Avec Anita c’ est terminé. Elle s’est lassée. Et lui aussi, d’ailleurs juste avant les examens il a rencontré cette fille d’origine Sicilienne. il sont allés à Auvers Sur Oise, il pleut ce jour là, ils voient les tombes de vincent et Théo, et tout ce lierre qui les réunit. Elle porte une robe de coton blanc. ses formes ondulent gracieusement sous l’étoffe, elle marche dignement, avec ce qu’il imagine être une fierté sicilienne. Elle lui demande s’il connaît Élio Vittorini. Non il ne le connaît pas. il y a un moment se silence un peu pesant. il cherche un truc à dire dans l’urgence et ne trouve rien de plus con à dire que j’ai la clef du septième ciel en la regardant dans le blanc de l’œil. Elle éclate de rire. Ça y est leur histoire peut commencer.
C’est une histoire entre Paris et l’isle-Adam. Une histoire de train.Une histoire de parents qui ne veulent pas que leur fille épouse n’importe qui ça se comprend. Il s’inscrit en fac de philo elle en médecine. Entre temps les choses se sont un peu arrangées avec ses parents à lui qui ont déménagé et qui habitent un autre village dortoir, un autre village sans histoire près de Créteil dans une autre banlieue. Désormais il prend le RER et elle le train ils se retrouvent à Paris, ils se promènent dans les rues, les jardins. parfois ils se disent qu’une chambre ce serait bien.
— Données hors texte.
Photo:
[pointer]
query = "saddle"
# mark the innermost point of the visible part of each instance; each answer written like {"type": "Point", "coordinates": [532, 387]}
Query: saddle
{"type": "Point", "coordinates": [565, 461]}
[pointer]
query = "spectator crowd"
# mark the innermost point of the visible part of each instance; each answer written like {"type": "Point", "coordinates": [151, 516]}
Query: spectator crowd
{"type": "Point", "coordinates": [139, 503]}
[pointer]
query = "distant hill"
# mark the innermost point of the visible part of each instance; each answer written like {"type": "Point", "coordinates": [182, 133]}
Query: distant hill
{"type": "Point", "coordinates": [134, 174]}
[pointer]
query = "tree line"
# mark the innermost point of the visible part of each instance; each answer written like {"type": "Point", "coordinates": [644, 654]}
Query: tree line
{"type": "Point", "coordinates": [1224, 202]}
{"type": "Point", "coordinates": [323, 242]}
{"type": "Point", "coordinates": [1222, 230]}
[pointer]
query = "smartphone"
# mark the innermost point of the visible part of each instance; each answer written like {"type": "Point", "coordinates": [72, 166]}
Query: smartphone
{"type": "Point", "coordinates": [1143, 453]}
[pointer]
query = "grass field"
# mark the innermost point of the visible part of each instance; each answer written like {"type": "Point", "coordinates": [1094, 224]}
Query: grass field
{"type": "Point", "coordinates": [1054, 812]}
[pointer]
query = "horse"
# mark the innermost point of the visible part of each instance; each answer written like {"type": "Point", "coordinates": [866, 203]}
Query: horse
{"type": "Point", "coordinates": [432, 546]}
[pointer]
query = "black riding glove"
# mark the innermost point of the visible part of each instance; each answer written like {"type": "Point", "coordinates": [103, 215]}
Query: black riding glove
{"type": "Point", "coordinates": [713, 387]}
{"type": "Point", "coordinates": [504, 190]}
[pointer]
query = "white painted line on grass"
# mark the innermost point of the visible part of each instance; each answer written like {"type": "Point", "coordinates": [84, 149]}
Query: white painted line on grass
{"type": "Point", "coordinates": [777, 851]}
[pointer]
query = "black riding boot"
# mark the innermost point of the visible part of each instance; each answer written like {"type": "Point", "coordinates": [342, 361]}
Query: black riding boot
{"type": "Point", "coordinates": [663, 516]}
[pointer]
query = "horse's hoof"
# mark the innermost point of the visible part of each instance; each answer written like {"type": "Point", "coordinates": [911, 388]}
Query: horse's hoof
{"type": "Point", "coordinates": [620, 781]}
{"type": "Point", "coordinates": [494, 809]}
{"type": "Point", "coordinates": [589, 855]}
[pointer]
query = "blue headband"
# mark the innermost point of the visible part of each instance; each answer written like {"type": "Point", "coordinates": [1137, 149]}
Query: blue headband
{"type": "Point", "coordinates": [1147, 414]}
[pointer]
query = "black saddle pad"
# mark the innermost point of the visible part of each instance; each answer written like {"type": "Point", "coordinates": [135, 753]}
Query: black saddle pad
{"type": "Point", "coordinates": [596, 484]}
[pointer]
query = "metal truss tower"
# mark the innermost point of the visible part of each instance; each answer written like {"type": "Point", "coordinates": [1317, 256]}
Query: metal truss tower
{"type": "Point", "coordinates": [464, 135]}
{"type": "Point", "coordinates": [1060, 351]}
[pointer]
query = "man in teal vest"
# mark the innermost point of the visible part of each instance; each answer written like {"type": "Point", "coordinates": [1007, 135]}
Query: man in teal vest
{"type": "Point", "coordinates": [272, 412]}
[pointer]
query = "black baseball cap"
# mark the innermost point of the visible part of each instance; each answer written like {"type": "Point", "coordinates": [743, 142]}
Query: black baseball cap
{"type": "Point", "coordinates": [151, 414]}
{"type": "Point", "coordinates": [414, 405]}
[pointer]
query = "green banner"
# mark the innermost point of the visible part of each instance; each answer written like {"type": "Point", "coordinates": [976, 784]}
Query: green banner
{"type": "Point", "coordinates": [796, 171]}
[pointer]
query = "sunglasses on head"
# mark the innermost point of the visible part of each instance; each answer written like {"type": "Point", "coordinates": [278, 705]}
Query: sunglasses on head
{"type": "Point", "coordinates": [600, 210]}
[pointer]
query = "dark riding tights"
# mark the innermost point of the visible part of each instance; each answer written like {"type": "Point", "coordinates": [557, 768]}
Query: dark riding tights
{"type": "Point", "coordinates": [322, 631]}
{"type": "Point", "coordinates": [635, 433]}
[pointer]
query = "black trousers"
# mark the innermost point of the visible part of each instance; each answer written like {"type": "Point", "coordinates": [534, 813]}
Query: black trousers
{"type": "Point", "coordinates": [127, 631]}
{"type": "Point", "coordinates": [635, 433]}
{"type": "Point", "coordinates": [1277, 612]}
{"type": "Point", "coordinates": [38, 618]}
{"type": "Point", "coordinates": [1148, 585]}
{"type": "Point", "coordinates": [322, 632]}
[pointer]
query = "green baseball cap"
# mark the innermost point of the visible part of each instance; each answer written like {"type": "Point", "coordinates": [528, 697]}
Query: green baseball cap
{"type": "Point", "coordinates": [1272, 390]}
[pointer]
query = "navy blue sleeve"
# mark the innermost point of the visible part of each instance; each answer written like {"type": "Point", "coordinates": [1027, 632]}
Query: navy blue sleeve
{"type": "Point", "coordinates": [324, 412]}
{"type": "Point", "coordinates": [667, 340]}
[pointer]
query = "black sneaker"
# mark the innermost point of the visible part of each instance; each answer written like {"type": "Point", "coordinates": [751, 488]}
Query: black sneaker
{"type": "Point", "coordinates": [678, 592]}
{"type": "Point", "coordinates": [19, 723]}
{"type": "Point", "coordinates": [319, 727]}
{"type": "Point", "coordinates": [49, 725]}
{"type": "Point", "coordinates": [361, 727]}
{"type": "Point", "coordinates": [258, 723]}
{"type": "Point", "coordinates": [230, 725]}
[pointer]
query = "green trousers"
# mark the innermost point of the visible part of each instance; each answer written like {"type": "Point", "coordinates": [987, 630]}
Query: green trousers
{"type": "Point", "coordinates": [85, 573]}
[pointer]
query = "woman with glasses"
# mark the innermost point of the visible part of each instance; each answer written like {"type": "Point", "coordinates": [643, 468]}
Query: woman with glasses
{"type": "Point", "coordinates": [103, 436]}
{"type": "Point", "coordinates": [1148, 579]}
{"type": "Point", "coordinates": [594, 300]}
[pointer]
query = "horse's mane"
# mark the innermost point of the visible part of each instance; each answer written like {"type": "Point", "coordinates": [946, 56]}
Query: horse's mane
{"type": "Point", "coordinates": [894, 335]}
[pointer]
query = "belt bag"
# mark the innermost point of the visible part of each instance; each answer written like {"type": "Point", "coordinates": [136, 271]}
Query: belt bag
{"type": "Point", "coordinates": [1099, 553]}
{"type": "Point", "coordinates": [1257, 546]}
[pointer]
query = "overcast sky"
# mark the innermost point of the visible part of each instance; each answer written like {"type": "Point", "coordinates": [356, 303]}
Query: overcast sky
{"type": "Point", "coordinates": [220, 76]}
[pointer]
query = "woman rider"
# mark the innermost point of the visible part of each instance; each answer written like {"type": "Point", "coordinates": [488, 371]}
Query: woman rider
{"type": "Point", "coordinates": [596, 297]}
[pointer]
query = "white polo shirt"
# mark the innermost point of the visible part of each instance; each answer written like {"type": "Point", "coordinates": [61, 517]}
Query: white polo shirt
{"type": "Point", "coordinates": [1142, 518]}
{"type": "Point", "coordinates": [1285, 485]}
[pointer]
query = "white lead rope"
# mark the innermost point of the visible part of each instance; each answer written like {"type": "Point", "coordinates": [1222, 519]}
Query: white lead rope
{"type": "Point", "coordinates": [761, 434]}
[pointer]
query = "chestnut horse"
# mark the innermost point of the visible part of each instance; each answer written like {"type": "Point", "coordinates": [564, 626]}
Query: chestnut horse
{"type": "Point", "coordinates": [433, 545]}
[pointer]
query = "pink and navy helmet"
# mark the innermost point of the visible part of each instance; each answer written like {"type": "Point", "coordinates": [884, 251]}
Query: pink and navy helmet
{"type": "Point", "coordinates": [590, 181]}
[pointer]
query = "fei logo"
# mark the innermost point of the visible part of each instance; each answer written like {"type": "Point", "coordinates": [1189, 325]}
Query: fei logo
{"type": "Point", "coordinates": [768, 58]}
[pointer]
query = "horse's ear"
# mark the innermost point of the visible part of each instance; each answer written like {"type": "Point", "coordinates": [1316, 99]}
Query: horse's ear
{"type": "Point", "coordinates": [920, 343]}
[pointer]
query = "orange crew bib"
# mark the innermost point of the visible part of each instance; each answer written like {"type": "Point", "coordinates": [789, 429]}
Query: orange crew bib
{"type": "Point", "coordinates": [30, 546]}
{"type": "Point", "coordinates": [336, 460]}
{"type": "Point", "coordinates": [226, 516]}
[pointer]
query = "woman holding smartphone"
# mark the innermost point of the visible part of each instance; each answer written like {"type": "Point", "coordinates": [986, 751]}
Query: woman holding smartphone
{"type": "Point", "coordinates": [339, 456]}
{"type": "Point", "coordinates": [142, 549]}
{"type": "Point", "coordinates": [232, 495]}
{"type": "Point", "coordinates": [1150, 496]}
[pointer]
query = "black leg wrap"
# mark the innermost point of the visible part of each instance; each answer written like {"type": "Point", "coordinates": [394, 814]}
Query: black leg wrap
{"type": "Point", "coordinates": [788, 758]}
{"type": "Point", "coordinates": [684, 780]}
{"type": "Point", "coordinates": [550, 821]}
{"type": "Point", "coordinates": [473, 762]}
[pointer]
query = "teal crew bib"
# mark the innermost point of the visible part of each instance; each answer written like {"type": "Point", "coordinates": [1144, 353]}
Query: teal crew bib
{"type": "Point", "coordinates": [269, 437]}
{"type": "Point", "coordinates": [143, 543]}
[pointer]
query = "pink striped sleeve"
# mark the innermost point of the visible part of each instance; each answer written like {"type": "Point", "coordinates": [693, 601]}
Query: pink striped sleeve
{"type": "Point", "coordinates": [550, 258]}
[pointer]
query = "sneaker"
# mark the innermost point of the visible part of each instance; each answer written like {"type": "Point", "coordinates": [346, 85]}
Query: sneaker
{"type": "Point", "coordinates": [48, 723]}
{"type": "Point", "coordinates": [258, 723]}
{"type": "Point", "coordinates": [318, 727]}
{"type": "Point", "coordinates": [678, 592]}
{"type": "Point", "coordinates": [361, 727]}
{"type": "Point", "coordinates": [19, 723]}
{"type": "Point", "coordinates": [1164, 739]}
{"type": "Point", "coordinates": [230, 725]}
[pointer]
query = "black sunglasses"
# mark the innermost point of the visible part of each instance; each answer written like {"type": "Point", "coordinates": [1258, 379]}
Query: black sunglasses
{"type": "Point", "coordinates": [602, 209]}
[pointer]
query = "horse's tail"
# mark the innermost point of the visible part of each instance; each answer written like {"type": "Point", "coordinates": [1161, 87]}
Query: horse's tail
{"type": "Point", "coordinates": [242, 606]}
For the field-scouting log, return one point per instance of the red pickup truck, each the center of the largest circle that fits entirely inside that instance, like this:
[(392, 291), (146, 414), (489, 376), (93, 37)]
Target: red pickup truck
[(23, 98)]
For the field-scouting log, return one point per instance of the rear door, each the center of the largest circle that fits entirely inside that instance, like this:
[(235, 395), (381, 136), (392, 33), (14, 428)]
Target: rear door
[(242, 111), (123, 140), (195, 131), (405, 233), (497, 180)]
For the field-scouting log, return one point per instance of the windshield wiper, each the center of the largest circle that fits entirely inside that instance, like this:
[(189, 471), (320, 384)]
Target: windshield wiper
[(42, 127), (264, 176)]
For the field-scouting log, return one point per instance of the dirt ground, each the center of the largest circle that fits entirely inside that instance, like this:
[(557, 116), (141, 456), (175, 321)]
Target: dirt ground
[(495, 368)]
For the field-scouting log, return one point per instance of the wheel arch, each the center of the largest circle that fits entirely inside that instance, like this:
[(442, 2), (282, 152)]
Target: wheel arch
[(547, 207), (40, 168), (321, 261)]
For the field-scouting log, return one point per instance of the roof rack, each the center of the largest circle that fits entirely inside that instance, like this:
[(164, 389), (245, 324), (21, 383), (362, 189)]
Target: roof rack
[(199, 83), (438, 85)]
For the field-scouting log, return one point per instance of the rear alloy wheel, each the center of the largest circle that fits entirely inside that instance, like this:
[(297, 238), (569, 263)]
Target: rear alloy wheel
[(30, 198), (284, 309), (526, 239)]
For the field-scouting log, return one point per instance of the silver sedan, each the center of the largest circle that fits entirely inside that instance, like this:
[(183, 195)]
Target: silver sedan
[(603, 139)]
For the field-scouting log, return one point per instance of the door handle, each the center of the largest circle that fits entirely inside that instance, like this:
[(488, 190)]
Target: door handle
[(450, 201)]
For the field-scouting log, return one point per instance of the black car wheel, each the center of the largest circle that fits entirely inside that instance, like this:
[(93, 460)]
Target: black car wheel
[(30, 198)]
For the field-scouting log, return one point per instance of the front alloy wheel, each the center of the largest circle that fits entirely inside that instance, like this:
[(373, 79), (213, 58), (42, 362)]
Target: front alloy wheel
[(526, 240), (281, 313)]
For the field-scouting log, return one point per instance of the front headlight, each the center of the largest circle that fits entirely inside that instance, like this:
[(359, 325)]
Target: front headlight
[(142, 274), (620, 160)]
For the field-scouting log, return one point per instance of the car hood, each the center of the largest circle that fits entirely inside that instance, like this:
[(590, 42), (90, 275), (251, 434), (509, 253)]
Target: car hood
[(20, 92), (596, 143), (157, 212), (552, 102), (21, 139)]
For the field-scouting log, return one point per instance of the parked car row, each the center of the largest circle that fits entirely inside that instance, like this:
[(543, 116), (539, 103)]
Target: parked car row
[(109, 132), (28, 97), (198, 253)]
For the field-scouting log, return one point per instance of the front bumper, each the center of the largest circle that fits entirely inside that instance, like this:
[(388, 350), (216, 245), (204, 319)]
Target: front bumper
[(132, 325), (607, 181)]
Des années plus tard ils vivent ensemble au dessus du poissonnier de L’isle-Adam celui qui a voulu porter plainte après que le chien l’a mordu dans l’escalier. Elle est au Brésil quand il emmène le chien chez le vétérinaire. Pourquoi fait-il donc ça bordel, il ne le sait même plus. Le père, son père à elle n’avait « pas le cœur « ou l’estomac. il a dit ça avec son accent sicilien je n’ai vraiment pas le cœur. et donc il comprend que la tâche lui revient. Sinon ce seront les flics qui s’en chargeront tôt ou tard c’est certain. Avec des amendes à payer en plus. C’est la première chose qu’elle demande en ouvrant la porte à son retour de Rio : où est le chien. Elle se doute que quelque chose ne tourne pas rond puis elle ajoute « ici on vit vraiment trop comme des cons » . Et là il sait presque aussitôt que c’est terminé avec L’Isle-Adam qu’il en partira pour ne plus jamais y revenir.